Eine neue Studie der Bundesregierung zum Rechtsextremismus in Ostdeutschland kommt zu erschreckenden Ergebnissen

Eine neue Studie im Auftrag der Bundesregierung attestiert einigen Regionen in Ostdeutschland ein großes Problem mit Rechtsextremismus, der zugleich nicht ausschließlich ein Ost-West-Problem sei, heißt es in der Untersuchung der Wissenschaftler um den Parteienforscher Franz Walter vom Göttinger Institut für Demokratieforschung, die gestern von der Ostbeauftragten der Bundesregierung, Iris Gleicke (SPD), vorgestellt wurde.

Über die Studie sprach Andreas Herholz mit Professor Hajo Funke, Politikwissenschaftler an der FU Berlin.

Wo liegen die Ursachen für wachsenden Rechtsextremismus in einigen ostdeutschen Regionen?
Funke: In den 90er-Jahren hat sich die rechtsextreme Szene in den neuen Bundesländern ungeheuer ausgedehnt.

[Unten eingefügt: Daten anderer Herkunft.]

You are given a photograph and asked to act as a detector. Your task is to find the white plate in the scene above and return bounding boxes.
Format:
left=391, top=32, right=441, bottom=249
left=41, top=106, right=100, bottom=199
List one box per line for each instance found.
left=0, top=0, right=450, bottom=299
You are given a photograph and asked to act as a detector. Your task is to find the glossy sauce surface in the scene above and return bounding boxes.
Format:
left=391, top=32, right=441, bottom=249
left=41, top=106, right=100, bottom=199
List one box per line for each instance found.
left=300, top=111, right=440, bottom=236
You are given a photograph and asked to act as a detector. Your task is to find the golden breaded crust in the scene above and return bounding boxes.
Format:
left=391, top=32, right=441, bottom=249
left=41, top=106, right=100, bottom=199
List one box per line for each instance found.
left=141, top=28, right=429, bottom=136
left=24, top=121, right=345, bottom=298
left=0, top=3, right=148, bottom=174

Es gab aber auch schon rechtsextreme Strömungen in der DDR. Natürlich ist der Antifaschismus ernst genommen worden. Aber es gab auch Fremden- und Judenfeindlichkeit und keine ausreichende historische Auseinandersetzung. Man kann nicht einfach die gesamte Bevölkerung zu Antifaschisten erklären. Die Umbrüche in der Wendezeit haben auch für Chaos gesorgt. Alte Werte und Regeln galten plötzlich nicht mehr. Da war das Angebot von ganz rechts für manche attraktiv. Das Versprechen der blühenden Landschaften hat sich nicht erfüllt. Die Kinder der Einheit hatten das Angebot einer gewaltbereiten Neonazi-Kultur. Nicht wenige sind darauf eingegangen.

Wurde der Rechtsextremismus vor allem aus dem Westen importiert?
Natürlich kamen auch Neonazis aus dem Westen und haben Angebote gemacht, Netzwerke aufgebaut. Politik und Sicherheitsbehörden haben zu spät und nicht ausreichend darauf reagiert. Bewegungen wie Pegida haben später schließlich das latente autoritäre rechtsextreme Potenzial mobilisiert und Ressentiments entfesselt.

In Sachsen seien Rechtsextremismus und Fremdenfeindlichkeit besonders stark ausgeprägt, heißt es in der Studie. Warum gerade dort?
Sachsen ist der Brennpunkt der rechten Szene. Das zeigen alle Zahlen. In Ostdeutschland gibt es einen überproportionalen Anteil an rechtsextremer Gewalt. Das lässt sich nicht leugnen. Die Hälfte aller rechten Gewalttaten wird dort verübt. Kurt Biedenkopf hat einst als Ministerpräsident in Dresden erklärt, es gebe kein Problem mit Rechtsextremismus in Sachsen. Das war genau zu der Zeit, als sich die NSU-Terrorzelle formierte. Das ist absurd.

Aber es gibt auch positive Beispiele in Ostdeutschland. Oranienburg galt mal als Hotspot des gewaltbereiten Rechtsextremismus. Ein kluger Bürgermeister, der von vielen zivilgesellschaftlichen Initiativen gestützt wird, hat das verändert.

Sehen Sie die DDR als Ursache für Rechtsextremismus in Ostdeutschland?
Natürlich war die DDR in ihrer späten Phase ein fruchtbarer Boden für Rechtsextreme – in allen Bezirken. In der Umbruchphase kamen viele Neonazikader hinzu. Ihnen gelang es, die Gewaltbereitschaft der Szene ungeheuer auszudehnen. Später hat man etwa in Brandenburg und in Mecklenburg-Vorpommern versucht gegenzusteuern. Das hat durchaus gewirkt. Die größten Fehler sind in Thüringen geschehen, als sich Politik und Verfassungsschutz nach rechts orientiert haben und zum Teil des Problems wurden.

 

Aus der Studie: Gegenüber dem Westen benachteiligt

 Für die Studie mit dem Titel „Rechtsextremismus und Fremdenfeindlichkeit in Ostdeutschland – Ursachen, Hintergründe, regionale Kontextfaktoren“ hatten die Göttinger Wissenschaftler von Mai bis Dezember vergangenen Jahres die sächsischen Städte Freital und Heidenau sowie den Erfurter Stadtteil Herrenberg untersucht. Unter anderem führten sie 40 Einzelinterviews mit Bewohnern, Politikern und Akteuren vor Ort, besuchten Demonstrationen und Bürgerversammlungen und werteten bereits vorhandenes Datenmaterial aus.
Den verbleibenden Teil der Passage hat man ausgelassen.